The 11th Physics Students Conference (COEFIS) will be held on 15 and 16 March in the Main Lecture Hall of the Physics and Mathematics Departments of the University of La Laguna. Specialists in various fields of physics will participate on both days to further enrich the experience and knowledge of the undergraduate audience.
The inauguration took place at 9.00h on the first day of the meeting and marked a crowded schedule of 16 talks. The timetable and detailed summaries of the talks can be looked up on the Conference website. A key contribution, ‘Using photons to manipulate atoms’, was imparted by Claude Cohen-Tannoudji, who was awarded the Nobel Prize in Physics in 1997.

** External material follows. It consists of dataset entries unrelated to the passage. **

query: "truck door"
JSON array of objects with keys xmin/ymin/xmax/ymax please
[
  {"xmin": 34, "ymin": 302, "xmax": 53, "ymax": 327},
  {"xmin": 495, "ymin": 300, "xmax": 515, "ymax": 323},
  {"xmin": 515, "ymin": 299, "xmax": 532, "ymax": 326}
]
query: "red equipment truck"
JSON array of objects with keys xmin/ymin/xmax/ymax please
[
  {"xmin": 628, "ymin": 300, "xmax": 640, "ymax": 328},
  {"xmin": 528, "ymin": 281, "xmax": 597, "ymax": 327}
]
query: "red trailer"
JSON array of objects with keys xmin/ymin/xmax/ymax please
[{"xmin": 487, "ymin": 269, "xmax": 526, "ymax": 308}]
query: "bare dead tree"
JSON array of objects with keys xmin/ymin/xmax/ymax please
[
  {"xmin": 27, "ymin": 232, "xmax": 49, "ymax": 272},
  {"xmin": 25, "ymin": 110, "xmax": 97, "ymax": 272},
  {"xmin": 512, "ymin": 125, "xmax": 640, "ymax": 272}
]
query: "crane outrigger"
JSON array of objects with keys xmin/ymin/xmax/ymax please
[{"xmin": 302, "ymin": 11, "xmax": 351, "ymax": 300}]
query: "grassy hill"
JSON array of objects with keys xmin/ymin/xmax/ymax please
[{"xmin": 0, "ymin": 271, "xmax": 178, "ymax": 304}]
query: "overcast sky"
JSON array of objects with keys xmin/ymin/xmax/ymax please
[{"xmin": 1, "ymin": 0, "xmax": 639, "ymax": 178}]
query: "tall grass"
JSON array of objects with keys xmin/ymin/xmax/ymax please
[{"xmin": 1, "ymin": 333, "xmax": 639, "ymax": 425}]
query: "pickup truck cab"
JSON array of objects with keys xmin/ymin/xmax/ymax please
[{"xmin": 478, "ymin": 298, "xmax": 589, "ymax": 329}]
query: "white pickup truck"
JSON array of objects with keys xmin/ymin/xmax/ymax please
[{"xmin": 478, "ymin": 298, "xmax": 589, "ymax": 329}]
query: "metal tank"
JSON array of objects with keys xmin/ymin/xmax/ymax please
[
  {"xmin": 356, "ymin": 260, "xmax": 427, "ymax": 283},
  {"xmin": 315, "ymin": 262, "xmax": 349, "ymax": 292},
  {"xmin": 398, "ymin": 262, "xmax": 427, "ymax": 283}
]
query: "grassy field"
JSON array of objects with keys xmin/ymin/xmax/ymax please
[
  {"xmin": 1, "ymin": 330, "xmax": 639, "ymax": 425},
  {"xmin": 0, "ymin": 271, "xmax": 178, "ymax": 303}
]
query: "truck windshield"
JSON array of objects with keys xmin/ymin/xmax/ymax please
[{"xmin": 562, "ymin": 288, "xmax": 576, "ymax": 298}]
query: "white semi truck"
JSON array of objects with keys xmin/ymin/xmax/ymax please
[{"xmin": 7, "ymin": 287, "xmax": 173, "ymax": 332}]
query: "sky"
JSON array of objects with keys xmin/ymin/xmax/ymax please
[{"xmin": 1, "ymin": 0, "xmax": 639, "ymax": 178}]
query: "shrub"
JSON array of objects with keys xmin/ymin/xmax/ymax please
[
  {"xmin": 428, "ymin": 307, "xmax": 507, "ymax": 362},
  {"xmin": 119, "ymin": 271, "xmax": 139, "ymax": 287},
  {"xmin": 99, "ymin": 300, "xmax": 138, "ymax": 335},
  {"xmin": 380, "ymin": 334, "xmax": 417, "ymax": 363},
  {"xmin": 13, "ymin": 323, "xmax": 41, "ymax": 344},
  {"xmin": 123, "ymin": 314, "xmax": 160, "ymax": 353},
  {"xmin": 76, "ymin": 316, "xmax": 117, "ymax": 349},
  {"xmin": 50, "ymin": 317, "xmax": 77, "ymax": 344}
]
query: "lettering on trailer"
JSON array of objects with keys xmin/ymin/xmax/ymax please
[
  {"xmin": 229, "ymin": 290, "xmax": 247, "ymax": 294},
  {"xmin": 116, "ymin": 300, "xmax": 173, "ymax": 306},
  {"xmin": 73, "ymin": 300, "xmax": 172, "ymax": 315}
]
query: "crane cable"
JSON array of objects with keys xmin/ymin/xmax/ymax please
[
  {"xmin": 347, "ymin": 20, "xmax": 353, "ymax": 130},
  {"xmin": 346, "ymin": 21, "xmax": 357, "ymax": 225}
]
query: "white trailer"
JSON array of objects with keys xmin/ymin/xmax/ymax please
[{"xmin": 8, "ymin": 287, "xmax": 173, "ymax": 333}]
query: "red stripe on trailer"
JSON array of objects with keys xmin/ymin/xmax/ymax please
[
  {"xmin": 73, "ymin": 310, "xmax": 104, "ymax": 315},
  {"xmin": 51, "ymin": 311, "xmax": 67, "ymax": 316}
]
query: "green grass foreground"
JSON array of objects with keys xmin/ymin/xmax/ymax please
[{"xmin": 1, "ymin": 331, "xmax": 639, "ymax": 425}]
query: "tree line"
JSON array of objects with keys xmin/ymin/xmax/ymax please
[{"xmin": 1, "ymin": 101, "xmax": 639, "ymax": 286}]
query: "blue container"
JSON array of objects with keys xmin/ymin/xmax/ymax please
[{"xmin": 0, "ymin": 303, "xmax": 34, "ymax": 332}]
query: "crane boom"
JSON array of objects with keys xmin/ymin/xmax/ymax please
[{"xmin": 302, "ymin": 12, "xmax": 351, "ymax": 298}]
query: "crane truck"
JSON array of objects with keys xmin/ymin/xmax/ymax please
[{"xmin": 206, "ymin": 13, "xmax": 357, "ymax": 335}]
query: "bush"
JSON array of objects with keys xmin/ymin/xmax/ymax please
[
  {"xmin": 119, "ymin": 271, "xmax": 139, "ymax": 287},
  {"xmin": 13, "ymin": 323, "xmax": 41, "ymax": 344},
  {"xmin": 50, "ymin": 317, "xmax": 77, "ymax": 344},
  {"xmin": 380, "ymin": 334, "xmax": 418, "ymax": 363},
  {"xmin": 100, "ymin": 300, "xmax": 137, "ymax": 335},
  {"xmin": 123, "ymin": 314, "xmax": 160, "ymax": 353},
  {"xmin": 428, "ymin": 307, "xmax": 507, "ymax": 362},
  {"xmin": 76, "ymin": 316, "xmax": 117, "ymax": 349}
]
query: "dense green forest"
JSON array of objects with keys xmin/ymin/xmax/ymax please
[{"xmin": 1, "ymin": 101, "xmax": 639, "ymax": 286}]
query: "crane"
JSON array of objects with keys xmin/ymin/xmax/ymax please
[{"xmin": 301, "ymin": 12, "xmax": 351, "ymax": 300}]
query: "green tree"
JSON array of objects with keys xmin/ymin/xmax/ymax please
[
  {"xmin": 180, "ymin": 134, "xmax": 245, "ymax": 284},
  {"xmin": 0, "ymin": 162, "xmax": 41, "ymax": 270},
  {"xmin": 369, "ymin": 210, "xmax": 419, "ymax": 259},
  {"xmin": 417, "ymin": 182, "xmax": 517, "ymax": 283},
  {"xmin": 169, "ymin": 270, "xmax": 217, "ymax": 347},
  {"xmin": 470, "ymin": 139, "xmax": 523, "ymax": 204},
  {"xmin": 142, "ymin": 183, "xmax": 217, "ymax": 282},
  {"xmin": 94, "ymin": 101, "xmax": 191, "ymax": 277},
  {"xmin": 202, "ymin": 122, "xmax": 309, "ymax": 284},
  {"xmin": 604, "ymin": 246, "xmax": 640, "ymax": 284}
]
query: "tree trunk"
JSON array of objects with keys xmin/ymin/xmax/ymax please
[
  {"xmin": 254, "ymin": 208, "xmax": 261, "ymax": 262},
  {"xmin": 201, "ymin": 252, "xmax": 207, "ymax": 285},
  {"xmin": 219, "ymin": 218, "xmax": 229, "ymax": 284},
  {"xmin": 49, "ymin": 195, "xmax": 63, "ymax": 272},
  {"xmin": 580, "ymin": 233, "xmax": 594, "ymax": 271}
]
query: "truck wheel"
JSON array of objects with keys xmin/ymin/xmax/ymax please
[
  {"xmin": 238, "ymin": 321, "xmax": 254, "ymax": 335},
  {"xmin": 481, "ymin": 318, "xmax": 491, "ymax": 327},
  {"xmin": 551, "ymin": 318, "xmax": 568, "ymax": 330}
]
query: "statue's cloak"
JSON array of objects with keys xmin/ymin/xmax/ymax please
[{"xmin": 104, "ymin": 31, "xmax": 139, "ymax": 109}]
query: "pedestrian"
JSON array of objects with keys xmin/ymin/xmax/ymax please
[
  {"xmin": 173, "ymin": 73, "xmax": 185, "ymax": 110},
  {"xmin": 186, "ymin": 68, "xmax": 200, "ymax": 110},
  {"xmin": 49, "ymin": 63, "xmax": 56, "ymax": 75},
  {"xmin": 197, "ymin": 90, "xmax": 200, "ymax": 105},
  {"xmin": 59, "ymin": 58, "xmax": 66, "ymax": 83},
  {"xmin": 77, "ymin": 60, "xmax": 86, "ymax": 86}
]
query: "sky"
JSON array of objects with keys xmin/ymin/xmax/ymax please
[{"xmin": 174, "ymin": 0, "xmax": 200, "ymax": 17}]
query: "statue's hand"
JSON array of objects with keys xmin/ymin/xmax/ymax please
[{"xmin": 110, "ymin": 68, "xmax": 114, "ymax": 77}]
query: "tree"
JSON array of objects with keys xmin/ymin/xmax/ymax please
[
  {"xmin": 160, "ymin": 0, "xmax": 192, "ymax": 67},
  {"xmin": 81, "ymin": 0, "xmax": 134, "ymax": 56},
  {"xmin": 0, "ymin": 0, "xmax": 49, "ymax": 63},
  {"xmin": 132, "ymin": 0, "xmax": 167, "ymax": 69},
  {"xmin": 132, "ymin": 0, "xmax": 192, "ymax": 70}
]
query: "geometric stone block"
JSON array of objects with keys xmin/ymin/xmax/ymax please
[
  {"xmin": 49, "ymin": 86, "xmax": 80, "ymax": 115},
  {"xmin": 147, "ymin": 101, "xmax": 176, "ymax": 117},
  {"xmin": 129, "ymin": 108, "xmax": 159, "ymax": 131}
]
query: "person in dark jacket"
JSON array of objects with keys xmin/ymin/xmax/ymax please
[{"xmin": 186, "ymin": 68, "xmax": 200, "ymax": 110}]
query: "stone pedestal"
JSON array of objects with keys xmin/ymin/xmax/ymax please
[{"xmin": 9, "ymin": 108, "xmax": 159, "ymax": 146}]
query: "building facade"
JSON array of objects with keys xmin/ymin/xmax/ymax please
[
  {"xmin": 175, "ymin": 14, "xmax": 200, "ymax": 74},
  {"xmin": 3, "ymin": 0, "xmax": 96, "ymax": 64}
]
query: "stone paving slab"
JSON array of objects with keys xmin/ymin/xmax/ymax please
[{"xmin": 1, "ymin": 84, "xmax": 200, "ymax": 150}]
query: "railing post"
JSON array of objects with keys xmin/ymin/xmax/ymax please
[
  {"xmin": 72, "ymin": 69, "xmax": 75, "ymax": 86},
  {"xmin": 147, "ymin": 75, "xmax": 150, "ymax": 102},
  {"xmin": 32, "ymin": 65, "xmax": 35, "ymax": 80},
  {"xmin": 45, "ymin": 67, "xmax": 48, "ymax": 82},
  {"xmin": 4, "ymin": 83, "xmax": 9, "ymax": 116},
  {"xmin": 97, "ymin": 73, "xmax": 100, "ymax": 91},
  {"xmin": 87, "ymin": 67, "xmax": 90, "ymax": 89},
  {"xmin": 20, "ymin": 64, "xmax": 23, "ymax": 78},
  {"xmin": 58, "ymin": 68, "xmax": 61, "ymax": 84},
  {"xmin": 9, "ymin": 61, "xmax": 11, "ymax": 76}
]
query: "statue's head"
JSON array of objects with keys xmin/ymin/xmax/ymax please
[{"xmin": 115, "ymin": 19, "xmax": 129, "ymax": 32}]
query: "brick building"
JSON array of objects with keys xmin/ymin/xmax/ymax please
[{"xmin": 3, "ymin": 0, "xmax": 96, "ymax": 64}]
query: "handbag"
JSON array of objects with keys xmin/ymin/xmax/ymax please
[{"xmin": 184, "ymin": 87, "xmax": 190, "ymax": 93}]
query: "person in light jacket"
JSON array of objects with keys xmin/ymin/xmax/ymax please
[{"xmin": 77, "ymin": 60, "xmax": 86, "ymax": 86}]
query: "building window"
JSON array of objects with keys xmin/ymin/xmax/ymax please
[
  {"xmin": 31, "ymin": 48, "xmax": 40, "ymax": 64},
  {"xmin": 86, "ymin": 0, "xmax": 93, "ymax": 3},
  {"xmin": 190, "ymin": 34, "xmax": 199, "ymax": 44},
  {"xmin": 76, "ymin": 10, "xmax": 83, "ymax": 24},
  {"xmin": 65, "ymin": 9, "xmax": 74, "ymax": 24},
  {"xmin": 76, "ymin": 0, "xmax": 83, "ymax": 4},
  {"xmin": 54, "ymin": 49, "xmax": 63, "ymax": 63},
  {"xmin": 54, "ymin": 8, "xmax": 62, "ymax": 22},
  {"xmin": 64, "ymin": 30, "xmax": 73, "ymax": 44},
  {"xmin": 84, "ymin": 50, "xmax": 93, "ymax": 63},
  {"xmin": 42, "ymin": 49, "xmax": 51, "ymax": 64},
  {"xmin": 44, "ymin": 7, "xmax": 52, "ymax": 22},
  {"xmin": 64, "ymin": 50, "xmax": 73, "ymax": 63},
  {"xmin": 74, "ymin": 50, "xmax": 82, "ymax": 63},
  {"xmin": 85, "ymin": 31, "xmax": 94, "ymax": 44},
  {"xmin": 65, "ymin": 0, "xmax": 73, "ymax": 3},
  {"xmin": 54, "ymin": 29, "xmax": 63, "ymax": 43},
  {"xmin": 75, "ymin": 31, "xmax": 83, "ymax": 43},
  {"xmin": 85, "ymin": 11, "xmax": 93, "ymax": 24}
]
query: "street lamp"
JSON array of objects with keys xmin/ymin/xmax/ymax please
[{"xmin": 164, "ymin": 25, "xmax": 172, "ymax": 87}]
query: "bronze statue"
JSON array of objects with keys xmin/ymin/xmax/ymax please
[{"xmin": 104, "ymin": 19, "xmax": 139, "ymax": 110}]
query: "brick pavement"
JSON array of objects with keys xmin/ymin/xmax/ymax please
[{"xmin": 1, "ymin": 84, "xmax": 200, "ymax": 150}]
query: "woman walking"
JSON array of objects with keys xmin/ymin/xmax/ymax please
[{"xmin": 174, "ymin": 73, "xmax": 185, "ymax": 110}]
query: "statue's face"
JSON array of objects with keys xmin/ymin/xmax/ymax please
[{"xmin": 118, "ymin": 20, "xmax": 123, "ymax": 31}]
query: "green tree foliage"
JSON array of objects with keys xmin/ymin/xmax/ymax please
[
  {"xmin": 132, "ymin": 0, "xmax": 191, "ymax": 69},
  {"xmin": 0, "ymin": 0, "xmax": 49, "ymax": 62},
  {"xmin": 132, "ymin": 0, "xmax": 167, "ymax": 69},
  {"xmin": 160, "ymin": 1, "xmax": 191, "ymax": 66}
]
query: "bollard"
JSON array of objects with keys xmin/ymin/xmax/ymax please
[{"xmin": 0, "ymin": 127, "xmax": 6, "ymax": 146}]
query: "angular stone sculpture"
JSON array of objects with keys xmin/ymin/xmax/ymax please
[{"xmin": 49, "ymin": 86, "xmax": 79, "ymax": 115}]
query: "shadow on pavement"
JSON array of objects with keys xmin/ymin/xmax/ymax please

On the second day there were 14 talks, including ‘Cosmic radiation heralding an extreme and violent Universe’, presented by Dolores Rodríguez Frías, who holds the chair of Atomic, Molecular and Nuclear Physics, part of the Space and Astroparticle Group of the University of Alcalá de Henares in Madrid. Professor Rodríguez Frías has a long-standing association with high energy telescopes at Roque de los Muchachos Observatory on La Palma.
On Friday 16th, at 18:30h, a round-table to discuss outreach will be held with the participation of Antonia María Varela and Héctor Socas, researchers from the Instituto de Astrofísica de Canarias (IAC). Varela is a senior engineer and member of the IAC’s Sky Quality Team. She was the first woman doctor in Physics that coursed the whole grade at the University of La Laguna. She will bring to the debate her thoughts on the role of women in science. "Much remains to be done -she says- to break stereotypes and encourage young women to consider careers in science and technology". Héctor Socas, solar physicist and creator of the podcast Coffee Break: Signal and Noise, will draw attention to "the dearth of scientific content on radio channels" and will hail "the enormous potential of the podcast platform in reaching the public".